Très important pour assurer le financement de ces très grands projets dans un univers en crise, où les banques ne prêtent plus aux activités économiques, est le concept « d’approche intégrale » promue par le PDG de Rosneft, et proche collaborateur de Poutine, Igor Setchine : il s’agit de promouvoir des programmes d’investissements conjoints sur toute la chaîne technologique – l’exploitation, l’infrastructure, le raffinage et le transport des hydrocarbures.

Le méga-contrat gazier avec la Chine est de ce type, puisque les deux pays développeront ensemble les champs gaziers et les pipelines de part et d’autres du territoire.

Quels financements ?

Venons en maintenant à la question des financements. La Chine a proposé dimanche la création d’une Banque asiatique du développement des infrastructures (AIIB) pour financer les grands projets en Asie Pacifique, dans un contexte où les fonds de la Banque mondiale et de la banque de développement asiatique sont loin de satisfaire l’appétit de développement, a dit Jin Liqun du ministère chinois des finances. Ce projet, discuté de longue date avec les partenaires asiatiques, est aussi ouvert, il faut le souligner, aux Etats-Unis et à l’Europe.

C’est une très bonne chose ! Mais est-ce que tout ceci peut fonctionner au sein de l’ordre monétaire actuels dont les centres sont la City de Londres et Wall Street ? Non.

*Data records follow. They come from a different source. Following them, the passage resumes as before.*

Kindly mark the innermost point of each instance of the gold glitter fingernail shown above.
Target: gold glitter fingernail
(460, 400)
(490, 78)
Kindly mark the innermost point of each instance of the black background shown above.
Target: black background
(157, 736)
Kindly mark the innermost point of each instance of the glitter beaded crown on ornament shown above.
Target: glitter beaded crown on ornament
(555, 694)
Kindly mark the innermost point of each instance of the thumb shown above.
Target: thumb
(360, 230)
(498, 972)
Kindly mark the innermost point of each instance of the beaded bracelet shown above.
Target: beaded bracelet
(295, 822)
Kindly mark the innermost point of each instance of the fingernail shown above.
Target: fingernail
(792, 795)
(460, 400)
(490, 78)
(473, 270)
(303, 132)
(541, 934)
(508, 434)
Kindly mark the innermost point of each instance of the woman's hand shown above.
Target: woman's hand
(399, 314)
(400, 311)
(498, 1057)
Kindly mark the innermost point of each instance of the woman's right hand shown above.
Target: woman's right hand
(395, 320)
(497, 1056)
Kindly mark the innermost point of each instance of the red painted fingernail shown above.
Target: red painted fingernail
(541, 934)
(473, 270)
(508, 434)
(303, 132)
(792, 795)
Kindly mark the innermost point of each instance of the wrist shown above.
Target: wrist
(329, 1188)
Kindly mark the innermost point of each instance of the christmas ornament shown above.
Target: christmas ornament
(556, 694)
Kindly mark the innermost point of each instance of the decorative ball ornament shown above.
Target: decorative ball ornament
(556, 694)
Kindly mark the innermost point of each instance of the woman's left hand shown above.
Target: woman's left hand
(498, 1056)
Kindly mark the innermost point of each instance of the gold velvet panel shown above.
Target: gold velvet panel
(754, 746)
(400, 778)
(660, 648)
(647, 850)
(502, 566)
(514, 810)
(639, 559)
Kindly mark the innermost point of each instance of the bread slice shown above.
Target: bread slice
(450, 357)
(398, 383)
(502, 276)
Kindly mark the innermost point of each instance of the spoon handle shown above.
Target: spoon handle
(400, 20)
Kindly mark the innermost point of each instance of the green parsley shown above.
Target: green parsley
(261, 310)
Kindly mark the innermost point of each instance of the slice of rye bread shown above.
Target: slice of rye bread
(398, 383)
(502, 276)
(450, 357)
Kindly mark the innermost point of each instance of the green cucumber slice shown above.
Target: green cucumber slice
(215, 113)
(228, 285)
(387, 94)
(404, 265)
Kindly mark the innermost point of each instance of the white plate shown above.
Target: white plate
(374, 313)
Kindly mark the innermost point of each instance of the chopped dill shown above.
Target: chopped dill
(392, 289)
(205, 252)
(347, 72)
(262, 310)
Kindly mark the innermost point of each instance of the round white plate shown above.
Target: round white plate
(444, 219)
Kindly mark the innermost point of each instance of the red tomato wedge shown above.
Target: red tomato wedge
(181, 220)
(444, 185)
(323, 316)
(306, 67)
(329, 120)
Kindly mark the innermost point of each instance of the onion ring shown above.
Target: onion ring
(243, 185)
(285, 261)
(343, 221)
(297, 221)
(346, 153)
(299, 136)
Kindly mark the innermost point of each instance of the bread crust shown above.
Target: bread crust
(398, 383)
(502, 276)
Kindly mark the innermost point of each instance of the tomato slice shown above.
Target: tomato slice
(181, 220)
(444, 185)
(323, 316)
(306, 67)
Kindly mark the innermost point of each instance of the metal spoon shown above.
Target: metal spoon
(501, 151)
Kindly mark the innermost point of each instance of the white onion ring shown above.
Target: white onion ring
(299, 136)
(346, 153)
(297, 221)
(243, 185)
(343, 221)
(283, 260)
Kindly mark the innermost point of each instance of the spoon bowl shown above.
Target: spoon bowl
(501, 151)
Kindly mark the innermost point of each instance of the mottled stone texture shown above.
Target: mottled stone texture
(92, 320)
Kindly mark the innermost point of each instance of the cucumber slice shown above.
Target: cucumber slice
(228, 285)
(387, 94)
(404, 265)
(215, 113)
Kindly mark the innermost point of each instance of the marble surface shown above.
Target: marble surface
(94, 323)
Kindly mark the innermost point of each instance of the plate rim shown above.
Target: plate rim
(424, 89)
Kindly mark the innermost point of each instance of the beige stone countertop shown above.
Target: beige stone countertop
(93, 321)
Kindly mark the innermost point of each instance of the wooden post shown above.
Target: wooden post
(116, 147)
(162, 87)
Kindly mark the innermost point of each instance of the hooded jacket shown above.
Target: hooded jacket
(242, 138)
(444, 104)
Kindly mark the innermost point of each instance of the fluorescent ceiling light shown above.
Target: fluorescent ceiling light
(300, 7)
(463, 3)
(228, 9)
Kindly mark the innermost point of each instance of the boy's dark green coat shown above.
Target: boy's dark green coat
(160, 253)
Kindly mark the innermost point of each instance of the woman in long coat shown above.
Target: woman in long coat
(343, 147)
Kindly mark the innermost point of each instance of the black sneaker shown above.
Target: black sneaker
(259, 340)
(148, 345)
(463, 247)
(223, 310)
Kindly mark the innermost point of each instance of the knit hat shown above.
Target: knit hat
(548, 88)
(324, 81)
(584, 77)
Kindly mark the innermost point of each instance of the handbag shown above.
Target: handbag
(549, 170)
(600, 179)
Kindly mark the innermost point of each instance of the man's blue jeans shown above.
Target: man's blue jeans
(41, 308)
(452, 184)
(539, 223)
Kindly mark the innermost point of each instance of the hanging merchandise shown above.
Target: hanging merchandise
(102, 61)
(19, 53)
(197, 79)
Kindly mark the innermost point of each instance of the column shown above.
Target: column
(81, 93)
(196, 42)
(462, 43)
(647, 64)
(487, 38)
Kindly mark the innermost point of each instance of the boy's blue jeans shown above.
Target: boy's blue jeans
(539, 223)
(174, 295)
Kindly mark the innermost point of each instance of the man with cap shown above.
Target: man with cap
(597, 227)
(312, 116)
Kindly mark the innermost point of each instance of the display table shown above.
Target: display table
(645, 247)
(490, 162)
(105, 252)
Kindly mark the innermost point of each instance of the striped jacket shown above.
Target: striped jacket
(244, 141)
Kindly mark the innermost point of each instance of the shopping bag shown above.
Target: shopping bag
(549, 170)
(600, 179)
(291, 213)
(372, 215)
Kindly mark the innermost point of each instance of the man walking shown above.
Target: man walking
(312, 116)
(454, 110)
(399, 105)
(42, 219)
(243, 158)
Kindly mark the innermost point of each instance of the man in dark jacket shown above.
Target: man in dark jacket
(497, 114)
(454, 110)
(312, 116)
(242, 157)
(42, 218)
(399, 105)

Cet ordre est tout d’abord au bord de l’effondrement, comme l’était l’URSS à la veille de la chute du mur, et même s’il arrivait, par quelque circonstance à survivre, il est fondamentalement hostile aux grands projets industriels et infrastructurels à long terme.

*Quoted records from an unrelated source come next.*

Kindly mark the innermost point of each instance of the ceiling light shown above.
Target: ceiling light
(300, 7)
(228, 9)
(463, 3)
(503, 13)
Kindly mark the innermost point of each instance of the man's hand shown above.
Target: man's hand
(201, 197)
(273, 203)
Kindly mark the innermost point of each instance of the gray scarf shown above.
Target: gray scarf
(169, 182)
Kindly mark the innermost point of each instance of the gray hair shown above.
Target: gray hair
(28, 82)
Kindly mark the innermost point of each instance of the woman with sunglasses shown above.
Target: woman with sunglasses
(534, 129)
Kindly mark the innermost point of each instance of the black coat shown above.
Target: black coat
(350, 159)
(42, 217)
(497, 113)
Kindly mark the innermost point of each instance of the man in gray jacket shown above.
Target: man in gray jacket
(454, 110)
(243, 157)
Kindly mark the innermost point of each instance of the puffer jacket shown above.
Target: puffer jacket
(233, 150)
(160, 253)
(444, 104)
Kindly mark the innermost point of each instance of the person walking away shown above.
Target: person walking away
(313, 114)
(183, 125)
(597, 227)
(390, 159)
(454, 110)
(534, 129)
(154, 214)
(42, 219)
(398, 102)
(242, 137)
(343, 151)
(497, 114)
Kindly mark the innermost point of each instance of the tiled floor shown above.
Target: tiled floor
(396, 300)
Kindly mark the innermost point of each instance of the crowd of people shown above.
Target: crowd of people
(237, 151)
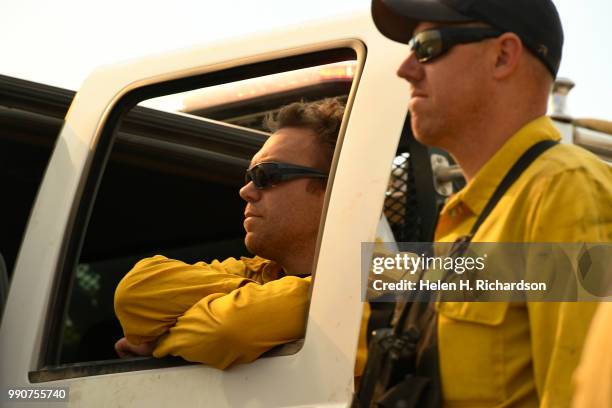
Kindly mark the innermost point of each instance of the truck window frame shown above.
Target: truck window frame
(48, 367)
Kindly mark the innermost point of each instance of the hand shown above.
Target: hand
(126, 349)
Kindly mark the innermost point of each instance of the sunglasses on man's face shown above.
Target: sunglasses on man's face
(430, 44)
(267, 174)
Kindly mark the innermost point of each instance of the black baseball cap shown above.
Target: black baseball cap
(536, 22)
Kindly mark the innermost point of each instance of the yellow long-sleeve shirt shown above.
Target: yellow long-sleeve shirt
(522, 354)
(219, 313)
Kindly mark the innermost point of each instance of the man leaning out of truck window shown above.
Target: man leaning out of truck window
(479, 73)
(232, 311)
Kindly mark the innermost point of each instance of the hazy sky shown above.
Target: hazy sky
(59, 42)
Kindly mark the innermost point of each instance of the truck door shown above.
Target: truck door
(71, 251)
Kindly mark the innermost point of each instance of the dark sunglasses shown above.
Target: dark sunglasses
(430, 44)
(267, 174)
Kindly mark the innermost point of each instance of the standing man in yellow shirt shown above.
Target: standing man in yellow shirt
(232, 311)
(480, 72)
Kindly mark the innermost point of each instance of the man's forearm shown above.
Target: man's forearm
(158, 290)
(238, 327)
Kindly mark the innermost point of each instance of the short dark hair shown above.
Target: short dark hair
(322, 117)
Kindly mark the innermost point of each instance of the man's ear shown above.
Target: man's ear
(509, 50)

Il est donc temps que les Etats reprennent le contrôle des flux de financement pour les orienter vers ces grands projets créateurs d’avenir et d’un futur pour les peuples. De ce point de vue, nous notons avec grand intérêt les initiatives de notre ami Serguei Glazyev, conseiller auprès de Vladimir Poutine, pour « dé-offshoriser » les capitaux russes, pour ramener ces quelques 500 milliards de dollars, en Russie où ils pourront reconstruire le base industrielle d’une Russie que l’oligarchie occidentale a voulu reléguer à un pays exportateur de matières premières.

Quand à notre Europe, elle ne pourra rien faire de significatif, au-delà des contrats signés au compte goûte, si elle ne se reforme pas. Il faut déclarer forfait à un système de l’Euro conçu uniquement pour les plus grands profits des banques et qui a décimé nos capacités industrielles et nos emplois, pour retrouver une Eurasie gaullienne, de l’Atlantique à la mer de Chine, où chaque nation retrouvera sa souveraineté, au sein d’une Europe des patries et des projets.

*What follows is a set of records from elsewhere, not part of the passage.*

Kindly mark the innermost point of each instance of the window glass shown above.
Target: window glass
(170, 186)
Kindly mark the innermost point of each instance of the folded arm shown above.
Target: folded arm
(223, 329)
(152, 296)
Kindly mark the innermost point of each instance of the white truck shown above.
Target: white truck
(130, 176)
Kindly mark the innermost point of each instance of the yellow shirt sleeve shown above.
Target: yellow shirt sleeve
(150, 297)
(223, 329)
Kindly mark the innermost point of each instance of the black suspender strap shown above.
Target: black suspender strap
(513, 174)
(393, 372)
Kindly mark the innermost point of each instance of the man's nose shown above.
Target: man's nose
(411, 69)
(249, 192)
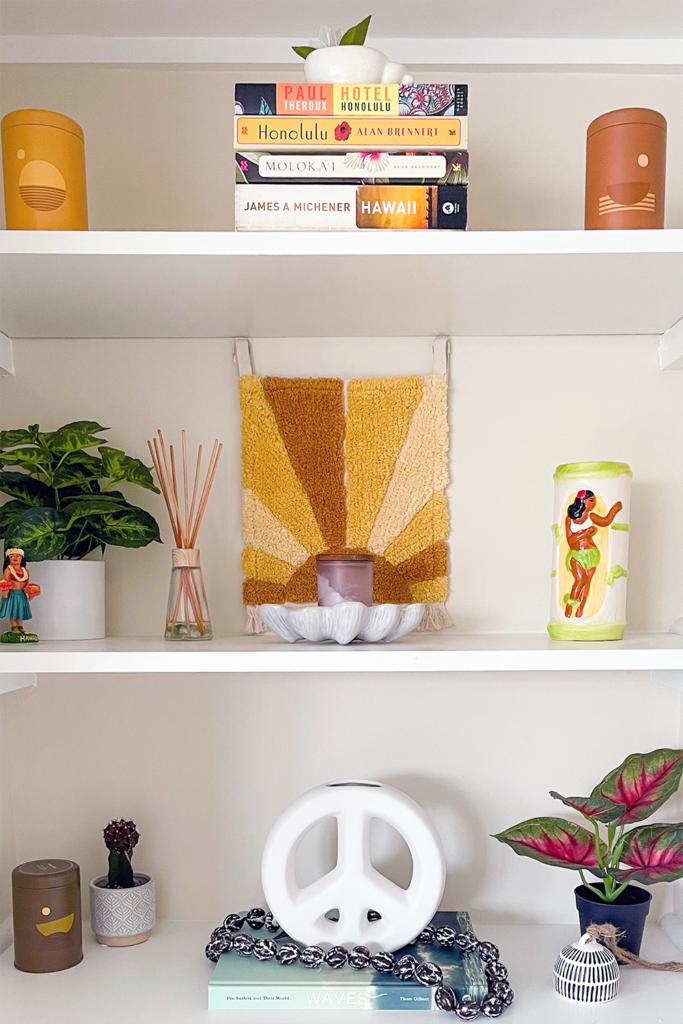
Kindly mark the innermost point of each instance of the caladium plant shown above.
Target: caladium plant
(628, 795)
(61, 503)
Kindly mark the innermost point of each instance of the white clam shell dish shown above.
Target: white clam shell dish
(587, 972)
(342, 623)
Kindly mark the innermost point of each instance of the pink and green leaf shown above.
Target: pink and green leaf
(556, 842)
(652, 853)
(600, 808)
(642, 783)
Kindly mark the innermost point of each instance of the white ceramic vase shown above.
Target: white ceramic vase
(122, 916)
(71, 604)
(353, 64)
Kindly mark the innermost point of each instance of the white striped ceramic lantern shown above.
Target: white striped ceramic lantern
(587, 972)
(590, 551)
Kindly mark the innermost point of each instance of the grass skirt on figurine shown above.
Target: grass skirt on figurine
(15, 605)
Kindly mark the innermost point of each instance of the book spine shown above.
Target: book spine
(365, 134)
(450, 167)
(348, 208)
(404, 996)
(312, 99)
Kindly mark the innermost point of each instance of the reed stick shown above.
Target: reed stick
(185, 524)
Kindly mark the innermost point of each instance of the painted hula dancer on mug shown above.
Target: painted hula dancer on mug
(16, 595)
(583, 557)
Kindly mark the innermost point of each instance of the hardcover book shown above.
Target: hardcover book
(348, 208)
(245, 983)
(411, 132)
(449, 168)
(317, 99)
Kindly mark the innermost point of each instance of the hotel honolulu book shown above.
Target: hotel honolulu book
(245, 983)
(348, 208)
(317, 99)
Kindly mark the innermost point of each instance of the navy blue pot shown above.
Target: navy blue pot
(627, 913)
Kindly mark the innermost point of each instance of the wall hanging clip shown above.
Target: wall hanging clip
(441, 354)
(242, 356)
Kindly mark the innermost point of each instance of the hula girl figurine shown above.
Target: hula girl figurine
(583, 557)
(16, 595)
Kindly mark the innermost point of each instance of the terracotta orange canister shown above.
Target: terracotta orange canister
(43, 160)
(626, 163)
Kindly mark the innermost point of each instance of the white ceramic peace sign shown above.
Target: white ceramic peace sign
(353, 887)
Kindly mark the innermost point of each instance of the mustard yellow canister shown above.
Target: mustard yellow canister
(43, 162)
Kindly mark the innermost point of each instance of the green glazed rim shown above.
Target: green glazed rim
(599, 631)
(592, 469)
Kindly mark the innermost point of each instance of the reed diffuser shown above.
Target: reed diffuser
(187, 614)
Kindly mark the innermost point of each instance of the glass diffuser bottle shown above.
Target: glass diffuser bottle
(187, 612)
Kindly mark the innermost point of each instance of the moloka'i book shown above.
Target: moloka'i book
(348, 208)
(245, 983)
(323, 99)
(449, 168)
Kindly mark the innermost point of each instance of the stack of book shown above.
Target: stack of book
(318, 157)
(246, 983)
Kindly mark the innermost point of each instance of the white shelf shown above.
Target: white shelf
(425, 55)
(165, 980)
(212, 285)
(445, 651)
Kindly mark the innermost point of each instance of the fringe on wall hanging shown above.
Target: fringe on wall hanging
(334, 466)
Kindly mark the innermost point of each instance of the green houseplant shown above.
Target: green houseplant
(61, 503)
(646, 853)
(122, 902)
(65, 503)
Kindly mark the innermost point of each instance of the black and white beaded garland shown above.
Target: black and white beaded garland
(229, 937)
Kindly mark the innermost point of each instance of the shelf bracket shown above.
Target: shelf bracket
(242, 356)
(671, 347)
(441, 355)
(16, 681)
(6, 356)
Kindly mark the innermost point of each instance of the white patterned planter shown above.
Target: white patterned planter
(342, 623)
(122, 916)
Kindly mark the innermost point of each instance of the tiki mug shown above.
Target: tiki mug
(626, 164)
(591, 551)
(46, 910)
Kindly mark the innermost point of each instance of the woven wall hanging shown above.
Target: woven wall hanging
(344, 466)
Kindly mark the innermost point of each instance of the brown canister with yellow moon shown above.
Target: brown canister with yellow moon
(43, 161)
(46, 906)
(626, 165)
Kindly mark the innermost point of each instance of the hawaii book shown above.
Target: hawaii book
(449, 168)
(245, 983)
(365, 133)
(323, 99)
(348, 208)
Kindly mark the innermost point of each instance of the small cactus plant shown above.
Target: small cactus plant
(120, 839)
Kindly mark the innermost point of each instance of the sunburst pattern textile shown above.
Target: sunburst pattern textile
(334, 467)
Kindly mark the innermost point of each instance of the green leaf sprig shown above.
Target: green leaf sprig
(355, 36)
(61, 503)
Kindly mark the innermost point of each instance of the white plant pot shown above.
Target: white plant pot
(122, 916)
(353, 64)
(71, 604)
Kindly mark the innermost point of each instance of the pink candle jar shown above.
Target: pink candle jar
(344, 578)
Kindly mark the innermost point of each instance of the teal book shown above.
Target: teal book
(246, 983)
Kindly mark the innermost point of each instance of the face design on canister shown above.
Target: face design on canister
(41, 184)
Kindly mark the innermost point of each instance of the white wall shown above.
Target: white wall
(205, 764)
(159, 140)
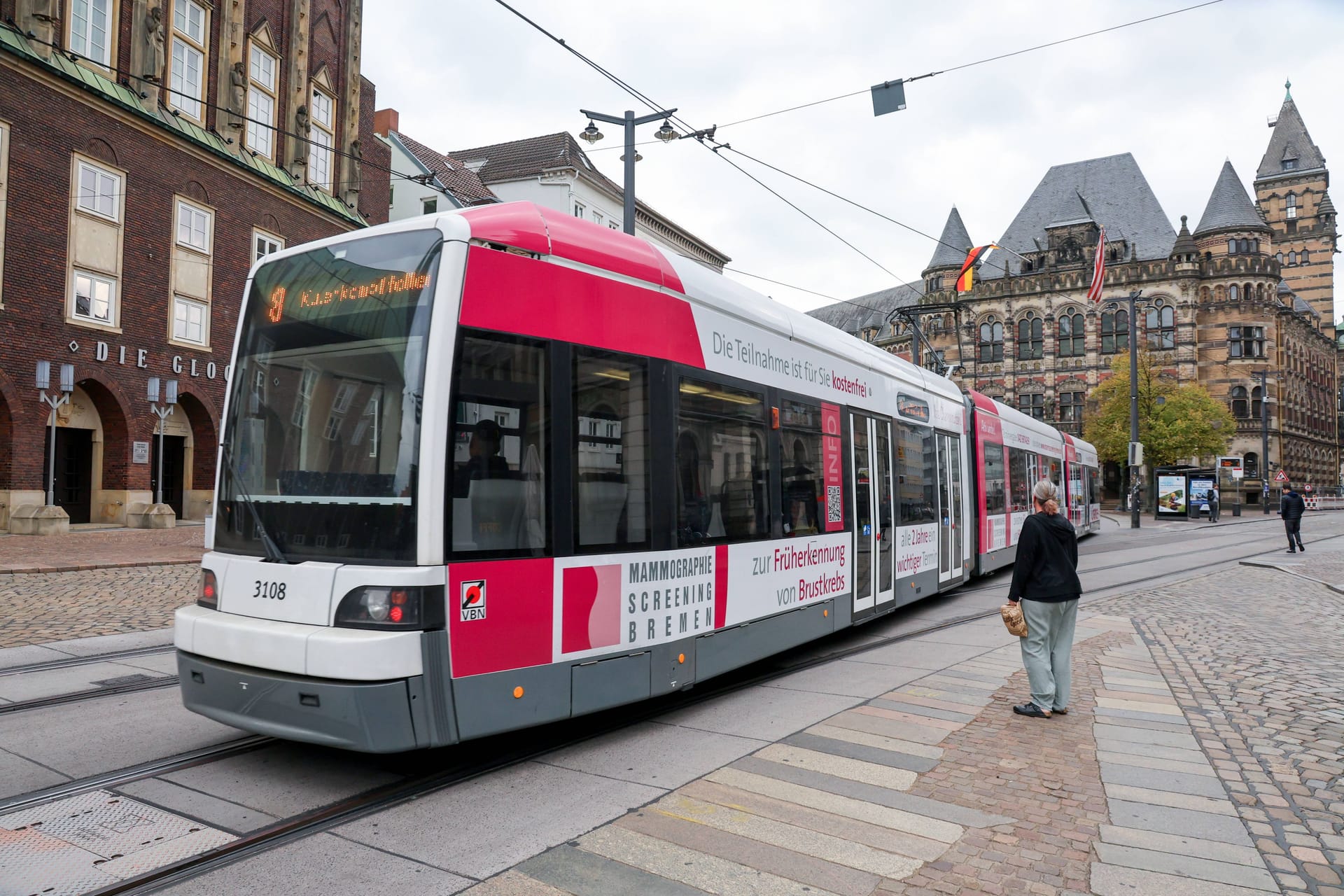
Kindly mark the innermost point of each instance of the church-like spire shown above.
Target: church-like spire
(1291, 148)
(1228, 206)
(953, 245)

Enfin, je sais que derrière la tête, beaucoup d’entre-vous ont une petite crainte : 1 milliard de chinois, et nous, et nous… Allons-nous disparaître, engloutis par cet ensemble eurasiatique ? Je voudrais conclure avec cette très citation très poétique de Xi Jinping, lors des commémorations du 60e anniversaire du jour où, avec l’Inde et la Birmanie, la Chine avait proposé les 5 principes de la coexistence pacifique. « Le ciel, la terre et le monde sont assez grands pour assurer la prospérité à tous les pays », a-t-il dit. « Tout comme l’eau qui monte soulève tous les bateaux et que plus d’eau dans les tributaires crée une rivière plus grande, tous bénéficieront d’un développement de tous ».